For the three months to the end of September, budget airline Wizz posted a net profit of 57 million euros ($65.99 million), in line with analyst expectations, and said it was already back flying as much as it did before the coronavirus pandemic in 2019.
That puts Wizz, the fast-growing airline believed to be behind a rejected takeover bid for bigger rival easyJet in September, ahead of many competitors whose capacity remains at around 60%-80% of 2019 levels.
But chief executive Jozsef Varadi told Reuters on Thursday: "The next five months will be temporarily challenging".
Wizz's eastern European heartlands have lower vaccination rates than the markets it has expanded into in western Europe, plus like all airlines, it is facing rising fuel prices. It is currently unhedged on fuel.
For its third quarter, the October to December period, Wizz guided that it expected an operating loss of about 200 million euros and warned that this loss could carry on into the January March period, depending on operating conditions.
"This is a lot more cautious than anticipated and will require significant downgrades for this year’s forecasts," Goodbody analyst Mark Simpson said.
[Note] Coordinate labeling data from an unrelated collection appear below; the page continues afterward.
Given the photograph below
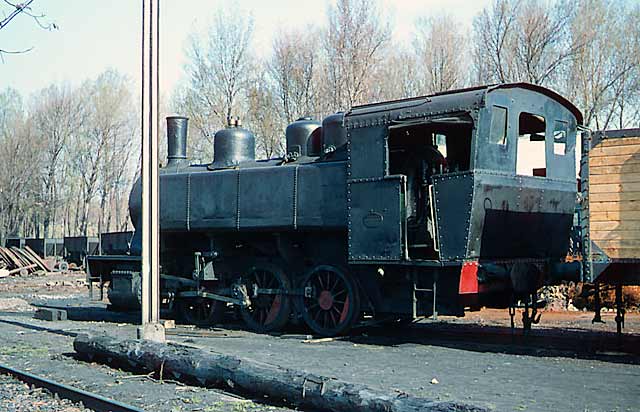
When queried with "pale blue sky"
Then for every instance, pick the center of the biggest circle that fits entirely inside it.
(94, 35)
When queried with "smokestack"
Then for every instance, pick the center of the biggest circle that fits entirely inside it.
(177, 140)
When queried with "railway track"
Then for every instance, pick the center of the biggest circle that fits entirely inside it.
(89, 400)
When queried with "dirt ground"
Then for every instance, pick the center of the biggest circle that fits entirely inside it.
(416, 359)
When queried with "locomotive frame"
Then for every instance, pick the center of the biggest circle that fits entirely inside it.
(365, 215)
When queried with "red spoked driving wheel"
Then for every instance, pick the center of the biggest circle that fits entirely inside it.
(331, 303)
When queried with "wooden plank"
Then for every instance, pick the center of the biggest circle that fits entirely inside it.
(614, 150)
(614, 187)
(614, 197)
(258, 379)
(619, 243)
(616, 206)
(600, 235)
(614, 160)
(614, 178)
(628, 225)
(622, 253)
(619, 141)
(605, 170)
(615, 216)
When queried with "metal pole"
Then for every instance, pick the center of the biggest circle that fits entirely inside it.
(151, 328)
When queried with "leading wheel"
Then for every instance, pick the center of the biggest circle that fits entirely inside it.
(331, 304)
(268, 288)
(200, 311)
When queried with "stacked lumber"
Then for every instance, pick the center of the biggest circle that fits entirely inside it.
(20, 261)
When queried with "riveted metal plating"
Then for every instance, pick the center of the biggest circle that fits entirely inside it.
(188, 217)
(238, 200)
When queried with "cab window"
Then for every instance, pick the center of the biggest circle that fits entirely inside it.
(498, 132)
(530, 158)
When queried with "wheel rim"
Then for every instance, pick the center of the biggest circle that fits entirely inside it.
(267, 312)
(331, 306)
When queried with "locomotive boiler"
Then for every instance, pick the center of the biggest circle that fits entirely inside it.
(392, 210)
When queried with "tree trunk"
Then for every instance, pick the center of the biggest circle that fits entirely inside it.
(255, 378)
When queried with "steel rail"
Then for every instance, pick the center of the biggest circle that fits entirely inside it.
(89, 400)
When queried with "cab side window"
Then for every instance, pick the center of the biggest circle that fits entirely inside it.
(560, 138)
(498, 132)
(530, 157)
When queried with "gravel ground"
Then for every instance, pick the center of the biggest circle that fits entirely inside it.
(500, 377)
(16, 396)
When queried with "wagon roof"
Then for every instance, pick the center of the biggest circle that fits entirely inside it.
(462, 98)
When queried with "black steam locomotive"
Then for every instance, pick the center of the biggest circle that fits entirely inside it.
(398, 210)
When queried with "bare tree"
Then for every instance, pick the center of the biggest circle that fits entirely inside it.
(99, 147)
(263, 119)
(604, 78)
(354, 43)
(57, 112)
(11, 10)
(524, 41)
(440, 50)
(294, 67)
(19, 160)
(220, 67)
(397, 76)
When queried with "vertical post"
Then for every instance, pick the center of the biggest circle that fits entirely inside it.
(151, 328)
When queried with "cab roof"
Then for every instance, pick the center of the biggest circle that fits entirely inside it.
(462, 99)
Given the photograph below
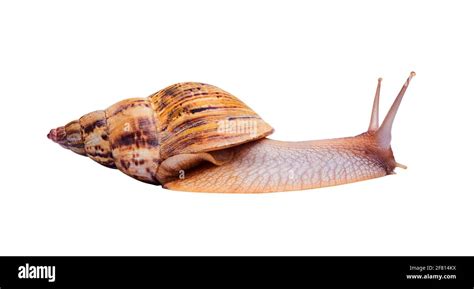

Shares in the airline traded down 1.5% in early deals.
Ryanair, Europe's biggest airline, on Monday also warned that fare discounting and higher fuel costs would hit its profits.
Looking to next summer, Varadi said that the expected end of coroanvirus restrictions and pent-up demand would make for a buoyant market.
During the pandemic, Wizz has grown its fleet of planes to add bigger, more fuel-efficient models, and added new routes.
"I see that we will be exceptionally well-positioned for taking advantage of the revamp of the market post-COVID," he said.